Dubbed “the world’s most dangerous walkway” due to a number of deaths in the late 1990s, the Caminito Del Rey (in Spanish, “the King’s little walkway”) is a walkway suspended 300 feet high above a gorge in Malaga Province, Spain. Fully restored after mounting pressure on the local government after said deaths, it is now secured with a metal barrier and modern improvements to the path underfoot, making the once perilous crossing properly open to the public to hike.

Offering remarkable views, and the ‘pull factor’ that you’re following in the footsteps of those who have completed the most dangerous walk in the world, it’s easy to get excited about this particular walk. The walkway is somehow stapled to the smooth hard rock face of the gorge – with elements of the original walkway from 100 years ago, such as concrete blocks, old brackets, and lamp fixtures, still present. Supporting beams jut out of the rock beneath the original concrete path (which itself sits beneath the new one) at a 45 degree angle, giving it more strength.

Fully utilitarian in origin, the walkway was first built in the early 1900s to allow manual workers to cross the gorge between two sites at waterfalls either side of the gorge without having to go round. It took four years to complete and was ready for its first footstep in 1905. The ‘King’ in question, Alfonso XIII, crossed the walkway in 1921 and unwittingly gave the until-then-unnamed path its present nickname.

The modern restorations mean you can undertake this roughly eight-kilometre walk without worrying loved ones about your safety – EUR 9 million has been spent on securing the path, making it safe, and offering amenities like a car park and nearby shops. However the thrill, vertigo, and sense of scale all remain – making for a stimulating experience indeed. Trainers or decent walking boots are all that are needed (non-slip recommended – I came on a wet day) although be prepared to trek a 4km section of the 8km through the forest path to get to the start of the actual suspended boardwalks of the Caminito.

The boardwalk itself is about 3 feet wide – just enough room for people to pass but not much more – but which means you can always look pretty much straight down. As you go further, larger and more complete sections of the original walkway can be seen, seemingly preserved in order to remind the tourist of the danger people would put themselves in to complete this trek.

And this is where the walk really comes into its own.

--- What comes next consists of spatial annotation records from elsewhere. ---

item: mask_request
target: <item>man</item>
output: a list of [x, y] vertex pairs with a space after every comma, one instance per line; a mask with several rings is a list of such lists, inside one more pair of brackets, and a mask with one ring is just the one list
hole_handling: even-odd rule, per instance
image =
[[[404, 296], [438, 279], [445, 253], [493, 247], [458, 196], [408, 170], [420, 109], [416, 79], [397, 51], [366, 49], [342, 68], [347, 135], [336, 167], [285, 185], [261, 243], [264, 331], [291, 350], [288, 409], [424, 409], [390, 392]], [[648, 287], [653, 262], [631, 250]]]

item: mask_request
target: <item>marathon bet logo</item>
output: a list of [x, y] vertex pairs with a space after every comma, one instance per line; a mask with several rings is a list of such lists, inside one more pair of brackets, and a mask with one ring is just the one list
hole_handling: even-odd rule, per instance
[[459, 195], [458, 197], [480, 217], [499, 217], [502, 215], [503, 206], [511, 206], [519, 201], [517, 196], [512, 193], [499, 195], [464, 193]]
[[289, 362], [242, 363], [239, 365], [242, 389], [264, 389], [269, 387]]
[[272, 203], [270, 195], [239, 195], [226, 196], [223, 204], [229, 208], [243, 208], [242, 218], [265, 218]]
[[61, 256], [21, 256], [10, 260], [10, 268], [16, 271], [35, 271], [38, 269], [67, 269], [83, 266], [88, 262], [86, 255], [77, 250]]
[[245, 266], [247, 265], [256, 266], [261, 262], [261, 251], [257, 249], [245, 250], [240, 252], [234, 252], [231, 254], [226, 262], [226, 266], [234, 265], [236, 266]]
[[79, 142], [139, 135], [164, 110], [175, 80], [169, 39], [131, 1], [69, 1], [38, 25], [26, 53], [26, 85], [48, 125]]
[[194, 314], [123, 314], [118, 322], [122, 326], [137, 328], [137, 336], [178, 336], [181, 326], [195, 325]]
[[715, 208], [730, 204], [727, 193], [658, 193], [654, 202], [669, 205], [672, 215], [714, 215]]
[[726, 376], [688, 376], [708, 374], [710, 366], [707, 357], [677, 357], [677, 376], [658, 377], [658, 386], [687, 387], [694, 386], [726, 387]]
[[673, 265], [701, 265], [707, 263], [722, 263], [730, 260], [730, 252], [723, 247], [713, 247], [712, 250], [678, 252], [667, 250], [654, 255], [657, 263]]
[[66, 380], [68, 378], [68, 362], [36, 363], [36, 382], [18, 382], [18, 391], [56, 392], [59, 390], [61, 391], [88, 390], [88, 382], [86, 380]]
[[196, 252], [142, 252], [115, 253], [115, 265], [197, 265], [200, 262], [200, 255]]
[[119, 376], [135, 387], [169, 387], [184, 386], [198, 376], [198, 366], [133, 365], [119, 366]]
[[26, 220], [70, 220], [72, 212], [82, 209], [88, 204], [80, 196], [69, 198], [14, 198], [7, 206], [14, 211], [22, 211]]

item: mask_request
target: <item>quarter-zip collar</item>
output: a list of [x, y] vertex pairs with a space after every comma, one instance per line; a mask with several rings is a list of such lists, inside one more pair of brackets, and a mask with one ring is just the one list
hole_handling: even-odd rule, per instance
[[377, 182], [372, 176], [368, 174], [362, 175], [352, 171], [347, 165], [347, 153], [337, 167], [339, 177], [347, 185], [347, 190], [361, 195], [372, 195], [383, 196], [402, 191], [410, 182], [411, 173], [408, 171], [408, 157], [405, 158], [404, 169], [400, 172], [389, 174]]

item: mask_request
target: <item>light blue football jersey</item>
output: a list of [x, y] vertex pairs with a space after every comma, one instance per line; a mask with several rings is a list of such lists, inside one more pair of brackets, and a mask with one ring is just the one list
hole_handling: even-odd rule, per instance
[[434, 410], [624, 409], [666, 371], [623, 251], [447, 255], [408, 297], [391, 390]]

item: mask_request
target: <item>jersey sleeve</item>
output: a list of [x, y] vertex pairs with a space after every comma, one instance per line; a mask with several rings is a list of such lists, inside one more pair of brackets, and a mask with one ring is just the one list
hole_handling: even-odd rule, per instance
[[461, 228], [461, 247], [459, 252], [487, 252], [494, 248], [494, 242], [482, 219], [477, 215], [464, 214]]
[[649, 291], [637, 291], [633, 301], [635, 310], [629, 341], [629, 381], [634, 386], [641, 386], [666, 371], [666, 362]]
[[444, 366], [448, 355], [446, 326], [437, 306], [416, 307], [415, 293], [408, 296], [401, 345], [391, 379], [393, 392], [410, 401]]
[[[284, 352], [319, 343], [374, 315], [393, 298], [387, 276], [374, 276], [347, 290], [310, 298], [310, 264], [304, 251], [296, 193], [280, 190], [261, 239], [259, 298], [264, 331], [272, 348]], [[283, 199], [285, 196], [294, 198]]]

Many people have died attempting to cross the path pre-modern renovations, and it’s easy to see why. As you walk along, savouring the view of the gorge and beyond, you find yourself tracing the original route.

“Oh – they’d shuffle along that old concrete beam there…”

“Then there’s a gap – they’d have to jump across…”

“… and there’s an old handhold they would have had to use…”

The original path and its furniture, looking like something out of a runaway mine cart ride but for real, totally encapsulates you. The fact people did this at all speaks volumes – but at my hotel before I set out to do this hike, I learnt that the owner didn’t used to do the walk for kicks at all. He did it because it was simply the quickest way across the gorge (if you didn’t die). He had done it, pre-safety conversions, hundreds of times. On one occasion, he turned back and did it twice because he forgot his cigarettes.


Information on the Caminito Del Rey is widely available online, including the official site which allows you to plan your trip in advance, book tickets, and look up frequently asked questions.